Only matter of weeks before Omicron hits Pakistan: Minister
Pakistan’s planning minister Asad Umar (Photo by AAMIR QURESHI/AFP via Getty Images)
IT IS only a matter of a few weeks before the Covid-19 Omicron variant hits Pakistan, the head of Pakistan’s anti-coronavirus task force has warned.
Federal planning minister Asad Umar, who is the chief of National Command and Control Center (NCOC), tasked to tackle the pandemic, said the world was so interconnected that it was impossible to stop a new variant from spreading in the world.
Umar urged people to get vaccinated as a precaution against the Omicron variant.
“This variant (Omicron) will come to Pakistan, and we have next 2-3 weeks to reduce its threat,” he said in Islamabad on Monday (29).
The Omicron variant, feared to spread faster and partially reduce vaccine protection, was identified in South Africa earlier this week and considered as a variant of concern by the World Health Organisation (WHO).
A ‘variant of concern’ is the WHO’s top category of worrying Covid-19 variants.
In addition to South Africa, cases have been detected in many countries, including Australia, Germany, Israel, Hong Kong and the UK.

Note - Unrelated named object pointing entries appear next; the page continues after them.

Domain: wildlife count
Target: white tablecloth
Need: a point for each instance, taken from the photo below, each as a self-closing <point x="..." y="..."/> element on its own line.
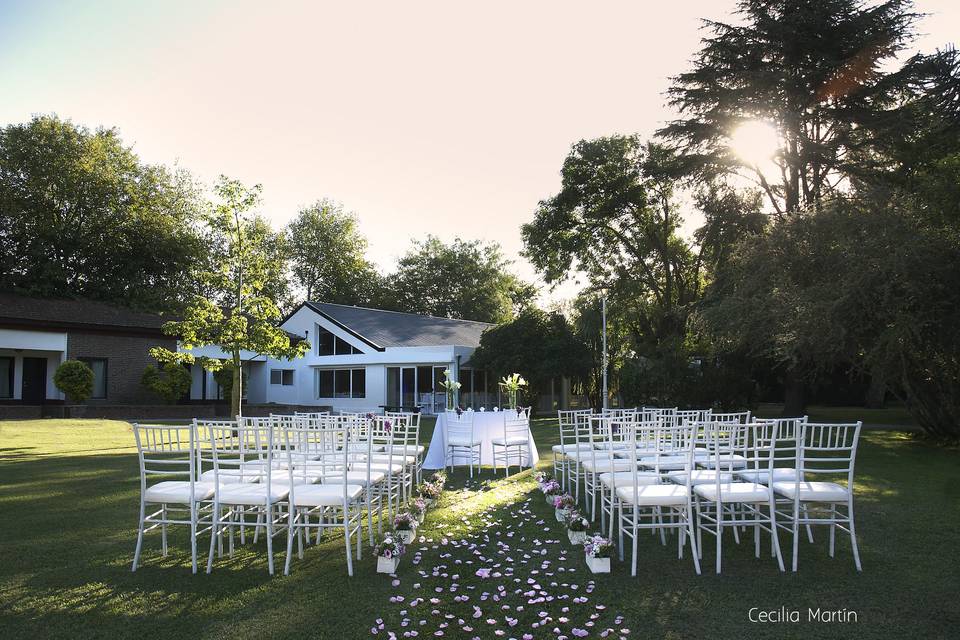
<point x="487" y="425"/>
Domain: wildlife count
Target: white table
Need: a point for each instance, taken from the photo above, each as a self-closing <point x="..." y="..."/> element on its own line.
<point x="487" y="425"/>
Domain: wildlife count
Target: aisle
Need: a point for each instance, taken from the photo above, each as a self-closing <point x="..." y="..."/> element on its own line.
<point x="492" y="562"/>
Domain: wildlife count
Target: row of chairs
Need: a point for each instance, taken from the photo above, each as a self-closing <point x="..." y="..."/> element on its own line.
<point x="300" y="474"/>
<point x="707" y="473"/>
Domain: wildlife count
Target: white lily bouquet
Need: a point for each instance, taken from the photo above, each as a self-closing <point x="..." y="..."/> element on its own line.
<point x="451" y="386"/>
<point x="511" y="386"/>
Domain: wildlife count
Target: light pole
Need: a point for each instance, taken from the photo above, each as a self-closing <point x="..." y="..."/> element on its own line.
<point x="604" y="313"/>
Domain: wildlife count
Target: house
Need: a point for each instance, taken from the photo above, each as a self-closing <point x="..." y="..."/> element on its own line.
<point x="37" y="334"/>
<point x="364" y="359"/>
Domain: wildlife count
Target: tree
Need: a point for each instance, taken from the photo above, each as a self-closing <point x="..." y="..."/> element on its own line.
<point x="75" y="379"/>
<point x="539" y="346"/>
<point x="170" y="381"/>
<point x="81" y="215"/>
<point x="237" y="312"/>
<point x="465" y="279"/>
<point x="327" y="256"/>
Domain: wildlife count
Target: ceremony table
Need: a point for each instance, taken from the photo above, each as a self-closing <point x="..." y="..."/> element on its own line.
<point x="487" y="425"/>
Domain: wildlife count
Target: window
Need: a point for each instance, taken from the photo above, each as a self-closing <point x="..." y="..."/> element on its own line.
<point x="282" y="377"/>
<point x="331" y="345"/>
<point x="99" y="366"/>
<point x="341" y="383"/>
<point x="6" y="377"/>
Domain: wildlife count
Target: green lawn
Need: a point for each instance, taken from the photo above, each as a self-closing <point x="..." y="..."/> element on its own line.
<point x="69" y="496"/>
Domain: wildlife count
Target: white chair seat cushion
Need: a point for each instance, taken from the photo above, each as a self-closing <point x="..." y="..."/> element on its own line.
<point x="178" y="492"/>
<point x="230" y="476"/>
<point x="252" y="494"/>
<point x="734" y="492"/>
<point x="324" y="495"/>
<point x="699" y="476"/>
<point x="654" y="495"/>
<point x="763" y="476"/>
<point x="605" y="464"/>
<point x="625" y="478"/>
<point x="812" y="491"/>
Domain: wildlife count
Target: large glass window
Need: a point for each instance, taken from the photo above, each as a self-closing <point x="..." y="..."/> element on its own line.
<point x="341" y="383"/>
<point x="99" y="367"/>
<point x="6" y="377"/>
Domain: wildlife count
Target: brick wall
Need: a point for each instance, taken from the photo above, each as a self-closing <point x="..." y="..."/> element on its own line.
<point x="126" y="357"/>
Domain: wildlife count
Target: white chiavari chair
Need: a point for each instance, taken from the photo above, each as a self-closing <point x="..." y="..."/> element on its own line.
<point x="515" y="443"/>
<point x="827" y="452"/>
<point x="726" y="503"/>
<point x="660" y="506"/>
<point x="167" y="452"/>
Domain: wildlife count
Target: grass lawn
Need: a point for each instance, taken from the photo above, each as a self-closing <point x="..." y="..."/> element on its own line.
<point x="69" y="497"/>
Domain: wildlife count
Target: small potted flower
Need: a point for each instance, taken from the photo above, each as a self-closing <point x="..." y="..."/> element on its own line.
<point x="551" y="489"/>
<point x="388" y="554"/>
<point x="418" y="509"/>
<point x="577" y="528"/>
<point x="597" y="551"/>
<point x="405" y="526"/>
<point x="563" y="505"/>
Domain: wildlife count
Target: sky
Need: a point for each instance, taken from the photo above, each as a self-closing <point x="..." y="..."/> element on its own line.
<point x="443" y="118"/>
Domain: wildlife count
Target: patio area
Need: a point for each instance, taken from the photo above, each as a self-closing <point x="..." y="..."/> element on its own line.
<point x="69" y="491"/>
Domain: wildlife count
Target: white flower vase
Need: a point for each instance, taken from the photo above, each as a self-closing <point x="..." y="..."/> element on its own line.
<point x="577" y="537"/>
<point x="598" y="565"/>
<point x="387" y="565"/>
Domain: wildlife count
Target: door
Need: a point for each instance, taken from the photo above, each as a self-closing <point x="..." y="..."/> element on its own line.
<point x="34" y="380"/>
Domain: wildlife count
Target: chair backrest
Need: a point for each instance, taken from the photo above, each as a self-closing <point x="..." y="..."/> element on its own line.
<point x="828" y="449"/>
<point x="165" y="451"/>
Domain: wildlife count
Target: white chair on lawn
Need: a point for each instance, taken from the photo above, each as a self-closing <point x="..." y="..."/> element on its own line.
<point x="164" y="453"/>
<point x="334" y="502"/>
<point x="643" y="506"/>
<point x="515" y="443"/>
<point x="459" y="441"/>
<point x="826" y="451"/>
<point x="240" y="451"/>
<point x="726" y="503"/>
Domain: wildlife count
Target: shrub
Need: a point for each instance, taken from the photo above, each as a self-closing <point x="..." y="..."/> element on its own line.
<point x="171" y="381"/>
<point x="75" y="379"/>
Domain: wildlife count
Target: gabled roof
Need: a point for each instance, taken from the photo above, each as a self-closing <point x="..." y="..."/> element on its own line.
<point x="381" y="329"/>
<point x="70" y="313"/>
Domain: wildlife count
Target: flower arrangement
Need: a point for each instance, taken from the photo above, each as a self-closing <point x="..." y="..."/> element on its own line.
<point x="511" y="385"/>
<point x="388" y="554"/>
<point x="451" y="386"/>
<point x="597" y="552"/>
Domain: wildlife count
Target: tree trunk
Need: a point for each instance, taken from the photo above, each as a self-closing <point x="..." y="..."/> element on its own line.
<point x="876" y="392"/>
<point x="237" y="391"/>
<point x="794" y="394"/>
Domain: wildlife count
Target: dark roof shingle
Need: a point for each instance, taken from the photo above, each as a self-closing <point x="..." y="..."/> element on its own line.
<point x="396" y="329"/>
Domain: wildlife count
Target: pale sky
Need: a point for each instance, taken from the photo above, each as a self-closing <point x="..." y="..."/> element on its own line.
<point x="421" y="117"/>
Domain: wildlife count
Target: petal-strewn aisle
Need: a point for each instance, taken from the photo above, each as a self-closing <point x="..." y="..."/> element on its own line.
<point x="492" y="563"/>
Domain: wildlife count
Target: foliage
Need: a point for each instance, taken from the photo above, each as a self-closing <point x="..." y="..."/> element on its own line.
<point x="327" y="256"/>
<point x="539" y="345"/>
<point x="240" y="281"/>
<point x="465" y="279"/>
<point x="75" y="379"/>
<point x="171" y="381"/>
<point x="81" y="215"/>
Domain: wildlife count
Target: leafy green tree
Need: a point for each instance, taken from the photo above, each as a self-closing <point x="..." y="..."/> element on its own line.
<point x="464" y="279"/>
<point x="327" y="256"/>
<point x="171" y="381"/>
<point x="81" y="215"/>
<point x="75" y="379"/>
<point x="237" y="312"/>
<point x="539" y="346"/>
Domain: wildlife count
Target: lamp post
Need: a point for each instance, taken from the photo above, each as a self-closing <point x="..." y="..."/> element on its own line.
<point x="604" y="313"/>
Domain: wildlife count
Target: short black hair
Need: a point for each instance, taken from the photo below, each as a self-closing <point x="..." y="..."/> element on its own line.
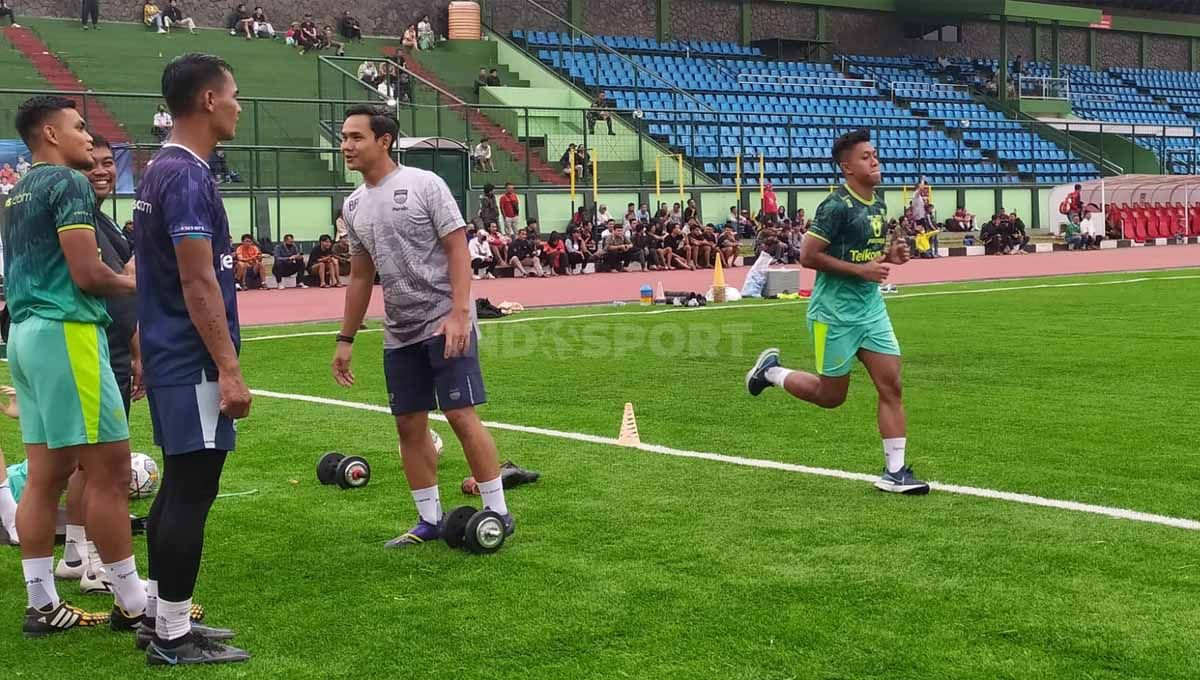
<point x="186" y="76"/>
<point x="382" y="121"/>
<point x="33" y="113"/>
<point x="847" y="142"/>
<point x="99" y="140"/>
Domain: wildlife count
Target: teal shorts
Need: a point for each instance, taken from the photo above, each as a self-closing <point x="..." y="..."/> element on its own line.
<point x="65" y="385"/>
<point x="838" y="345"/>
<point x="17" y="475"/>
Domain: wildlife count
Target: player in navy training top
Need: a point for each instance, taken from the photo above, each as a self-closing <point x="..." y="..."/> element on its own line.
<point x="187" y="316"/>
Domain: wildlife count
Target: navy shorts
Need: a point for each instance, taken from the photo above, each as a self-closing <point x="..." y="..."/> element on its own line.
<point x="187" y="419"/>
<point x="421" y="379"/>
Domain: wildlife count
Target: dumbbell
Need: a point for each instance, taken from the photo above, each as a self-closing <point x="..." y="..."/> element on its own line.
<point x="346" y="471"/>
<point x="481" y="531"/>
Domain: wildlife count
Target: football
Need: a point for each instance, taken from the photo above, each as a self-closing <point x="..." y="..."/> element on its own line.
<point x="143" y="475"/>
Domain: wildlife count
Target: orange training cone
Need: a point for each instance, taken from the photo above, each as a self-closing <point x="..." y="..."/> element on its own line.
<point x="628" y="435"/>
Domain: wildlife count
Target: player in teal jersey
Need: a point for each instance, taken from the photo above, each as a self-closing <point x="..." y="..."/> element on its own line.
<point x="849" y="246"/>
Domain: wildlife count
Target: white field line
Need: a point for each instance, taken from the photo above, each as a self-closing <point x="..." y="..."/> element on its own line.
<point x="727" y="307"/>
<point x="1025" y="499"/>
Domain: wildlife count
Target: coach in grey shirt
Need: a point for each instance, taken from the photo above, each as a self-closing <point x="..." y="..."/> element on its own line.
<point x="405" y="226"/>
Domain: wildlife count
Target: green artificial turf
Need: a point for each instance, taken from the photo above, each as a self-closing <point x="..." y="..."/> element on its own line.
<point x="629" y="564"/>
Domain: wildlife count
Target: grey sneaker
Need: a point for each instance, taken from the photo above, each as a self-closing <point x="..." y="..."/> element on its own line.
<point x="756" y="378"/>
<point x="145" y="633"/>
<point x="195" y="649"/>
<point x="901" y="481"/>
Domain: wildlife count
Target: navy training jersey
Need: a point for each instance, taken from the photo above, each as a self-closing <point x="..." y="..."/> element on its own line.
<point x="178" y="199"/>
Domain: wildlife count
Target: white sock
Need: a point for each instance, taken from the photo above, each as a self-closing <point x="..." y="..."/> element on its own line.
<point x="429" y="504"/>
<point x="493" y="495"/>
<point x="893" y="452"/>
<point x="778" y="374"/>
<point x="127" y="589"/>
<point x="7" y="510"/>
<point x="95" y="565"/>
<point x="40" y="582"/>
<point x="75" y="549"/>
<point x="151" y="600"/>
<point x="173" y="620"/>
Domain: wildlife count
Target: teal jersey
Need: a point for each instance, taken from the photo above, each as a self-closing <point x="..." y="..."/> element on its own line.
<point x="37" y="283"/>
<point x="856" y="232"/>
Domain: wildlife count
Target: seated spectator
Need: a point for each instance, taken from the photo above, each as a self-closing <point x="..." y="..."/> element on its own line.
<point x="522" y="254"/>
<point x="292" y="37"/>
<point x="729" y="245"/>
<point x="481" y="156"/>
<point x="349" y="26"/>
<point x="288" y="262"/>
<point x="261" y="25"/>
<point x="327" y="41"/>
<point x="425" y="35"/>
<point x="961" y="221"/>
<point x="601" y="109"/>
<point x="323" y="263"/>
<point x="645" y="252"/>
<point x="481" y="256"/>
<point x="1014" y="233"/>
<point x="701" y="250"/>
<point x="249" y="258"/>
<point x="498" y="242"/>
<point x="553" y="253"/>
<point x="310" y="35"/>
<point x="927" y="244"/>
<point x="175" y="17"/>
<point x="240" y="22"/>
<point x="791" y="239"/>
<point x="993" y="239"/>
<point x="678" y="253"/>
<point x="162" y="125"/>
<point x="480" y="82"/>
<point x="342" y="252"/>
<point x="1091" y="235"/>
<point x="690" y="211"/>
<point x="370" y="74"/>
<point x="604" y="217"/>
<point x="617" y="250"/>
<point x="6" y="11"/>
<point x="580" y="250"/>
<point x="1114" y="224"/>
<point x="153" y="17"/>
<point x="570" y="162"/>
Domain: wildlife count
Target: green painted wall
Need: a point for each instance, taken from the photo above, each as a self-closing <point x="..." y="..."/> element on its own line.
<point x="981" y="203"/>
<point x="1019" y="199"/>
<point x="1132" y="157"/>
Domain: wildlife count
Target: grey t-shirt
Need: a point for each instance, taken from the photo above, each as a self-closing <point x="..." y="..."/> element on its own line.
<point x="400" y="223"/>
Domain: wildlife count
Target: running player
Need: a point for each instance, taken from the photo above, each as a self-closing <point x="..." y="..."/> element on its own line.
<point x="187" y="318"/>
<point x="403" y="223"/>
<point x="71" y="410"/>
<point x="847" y="245"/>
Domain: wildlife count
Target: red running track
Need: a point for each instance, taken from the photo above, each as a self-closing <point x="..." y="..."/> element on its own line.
<point x="258" y="307"/>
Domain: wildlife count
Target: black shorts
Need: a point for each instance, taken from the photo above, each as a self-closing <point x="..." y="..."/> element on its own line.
<point x="421" y="379"/>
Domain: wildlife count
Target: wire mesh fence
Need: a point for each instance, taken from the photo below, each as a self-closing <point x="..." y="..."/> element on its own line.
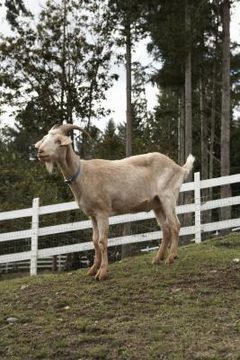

Countries around the world are currently racing to introduce travel bans and restrictions on southern African countries in an effort to contain the Omicron spread.
European countries along with the UK, Mauritius, Israel, Sri Lanka, Bangladesh, the US, Pakistan and the Netherlands have imposed a ban on southern African countries to contain the spread of the new variant.
Umar announced that a big vaccination campaign against Covid-19 would be launched in the next 2-3 days.
He said more than 50 million people of Pakistan have been completely vaccinated, while another 30 million have been given only one dose.
Advisor on health, Dr Faisal Sultan, said that the genetic makeup of Omicron had shown numerous mutations, enabling it to spread fast.
He said it was not possible to block its entry into Pakistan.
Pakistan had on Saturday (27) imposed a complete ban on travel from six African countries – South Africa, Lesotho, Eswatini, Mozambique, Botswana and Namibia – and Hong Kong.